At least with respect to the statistics issue, the results should be okay based on @Mark's reporting here:

Professor Sonya Marshall-Gradisnik + Dr Don Staines:
Presented the results from their recent papers on SNPs in ME/CFS patients. Discussed some of the potential implications of the SNPs they found, and explained why those SNPs look like they fit well with known ME/CFS symptomology.
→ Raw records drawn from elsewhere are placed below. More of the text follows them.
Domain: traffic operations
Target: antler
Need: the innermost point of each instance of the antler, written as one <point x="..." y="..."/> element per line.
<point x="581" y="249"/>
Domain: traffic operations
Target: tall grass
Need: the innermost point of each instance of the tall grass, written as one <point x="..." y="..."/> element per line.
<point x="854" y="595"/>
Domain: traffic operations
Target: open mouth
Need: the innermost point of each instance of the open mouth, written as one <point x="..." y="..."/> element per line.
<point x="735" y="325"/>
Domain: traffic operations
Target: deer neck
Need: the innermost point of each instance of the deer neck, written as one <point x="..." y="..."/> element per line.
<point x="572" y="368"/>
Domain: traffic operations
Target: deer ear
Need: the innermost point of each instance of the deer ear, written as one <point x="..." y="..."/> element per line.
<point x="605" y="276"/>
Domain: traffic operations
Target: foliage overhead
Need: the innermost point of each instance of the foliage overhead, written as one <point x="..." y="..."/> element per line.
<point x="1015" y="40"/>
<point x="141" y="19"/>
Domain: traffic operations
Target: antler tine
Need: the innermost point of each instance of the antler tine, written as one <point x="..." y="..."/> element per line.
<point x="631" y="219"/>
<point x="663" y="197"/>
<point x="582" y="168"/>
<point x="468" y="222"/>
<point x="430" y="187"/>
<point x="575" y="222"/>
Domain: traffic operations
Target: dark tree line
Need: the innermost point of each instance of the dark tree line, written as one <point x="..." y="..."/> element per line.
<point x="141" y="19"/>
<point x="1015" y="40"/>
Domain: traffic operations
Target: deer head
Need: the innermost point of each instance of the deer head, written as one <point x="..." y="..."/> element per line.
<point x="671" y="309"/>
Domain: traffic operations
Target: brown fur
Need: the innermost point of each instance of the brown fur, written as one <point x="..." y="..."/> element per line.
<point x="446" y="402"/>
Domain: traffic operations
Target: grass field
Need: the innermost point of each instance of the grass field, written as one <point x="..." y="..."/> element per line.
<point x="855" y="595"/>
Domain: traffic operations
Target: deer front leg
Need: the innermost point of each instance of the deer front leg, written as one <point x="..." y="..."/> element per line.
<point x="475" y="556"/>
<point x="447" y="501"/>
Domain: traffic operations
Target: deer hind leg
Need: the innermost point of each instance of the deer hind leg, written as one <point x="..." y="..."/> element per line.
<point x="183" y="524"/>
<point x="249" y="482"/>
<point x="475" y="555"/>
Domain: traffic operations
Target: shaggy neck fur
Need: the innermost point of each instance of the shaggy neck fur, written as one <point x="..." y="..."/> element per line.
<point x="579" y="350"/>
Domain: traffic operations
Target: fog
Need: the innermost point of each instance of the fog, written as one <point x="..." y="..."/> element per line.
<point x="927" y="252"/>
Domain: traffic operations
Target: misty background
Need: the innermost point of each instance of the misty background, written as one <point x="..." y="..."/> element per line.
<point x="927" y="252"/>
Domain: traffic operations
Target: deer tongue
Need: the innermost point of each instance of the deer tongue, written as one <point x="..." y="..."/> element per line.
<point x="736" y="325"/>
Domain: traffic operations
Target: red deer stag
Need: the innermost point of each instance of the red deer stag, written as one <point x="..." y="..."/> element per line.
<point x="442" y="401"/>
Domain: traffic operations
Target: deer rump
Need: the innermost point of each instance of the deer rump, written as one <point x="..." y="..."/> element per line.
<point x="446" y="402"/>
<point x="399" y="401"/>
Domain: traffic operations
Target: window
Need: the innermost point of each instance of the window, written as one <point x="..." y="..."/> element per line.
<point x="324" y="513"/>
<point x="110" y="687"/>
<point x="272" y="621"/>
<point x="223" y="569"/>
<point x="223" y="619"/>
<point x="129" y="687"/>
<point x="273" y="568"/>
In answer to my question, Marshall-Gradisnik claimed that they had applied statistical corrections to allow for the large number of SNPs they had evaluated, and had employed 'Australia's best biostatistician' to do so.

(Bold is Mark's.)
 

Hutan

Senior Member
Messages
1,099
Location
New Zealand
I take it that you and your son were tested with 23andMe's more recent "v4" test version - since you're missing 2 of the 6 SNPs (out of 17) that I gave results for in post #8 above...?
Yes, v4

Also, is the additional SNP you gave, rs1594513, the only other SNP of the 23 given in Table 1 of the full paper that you have results for?
Yes
 
Messages
5,238
Location
Sofa, UK
At least with respect to the statistics issue, the results should be okay based on @Mark's reporting here:



(Bold is Mark's.)
I intend to seek clarification from the researchers on the statistical details of the error correction in these papers, because based on conversations at IIME and here it's clear that there are quite a few people who are bemused as to how this error-correction can have taken place as claimed. I think we need to see the full workings to get to the bottom of this one. An important question because these findings could be an important part of the jigsaw, if they are replicable.
 

JaimeS

Senior Member
Messages
3,408
Location
Silicon Valley, CA
I intend to seek clarification from the researchers on the statistical details of the error correction in these papers, because based on conversations at IIME and here it's clear that there are quite a few people who are bemused as to how this error-correction can have taken place as claimed. I think we need to see the full workings to get to the bottom of this one. An important question because these findings could be an important part of the jigsaw, if they are replicable.

Ever find any clarification there? I'd like to cite this study with confidence, if possible.

-J
 
Messages
5,238
Location
Sofa, UK
Ever find any clarification there? I'd like to cite this study with confidence, if possible.

-J
No, I got side-tracked and never managed to follow up on this; similarly I never managed to write up the rest of my planned series of articles on the IiME conference. I did ask a question about this at IiME conference last year, and the response was (roughly) that Australia's foremost statistician had confirmed the statistical analysis. However, the details of the error-correction calculation remain unclear, it seems. I think it would be a really good idea for someone to follow up on this; @Simon would have the details about what still needs to be clarified. I find your attention to detail, in requiring clarification before citing this study with confidence, to be highly commendable.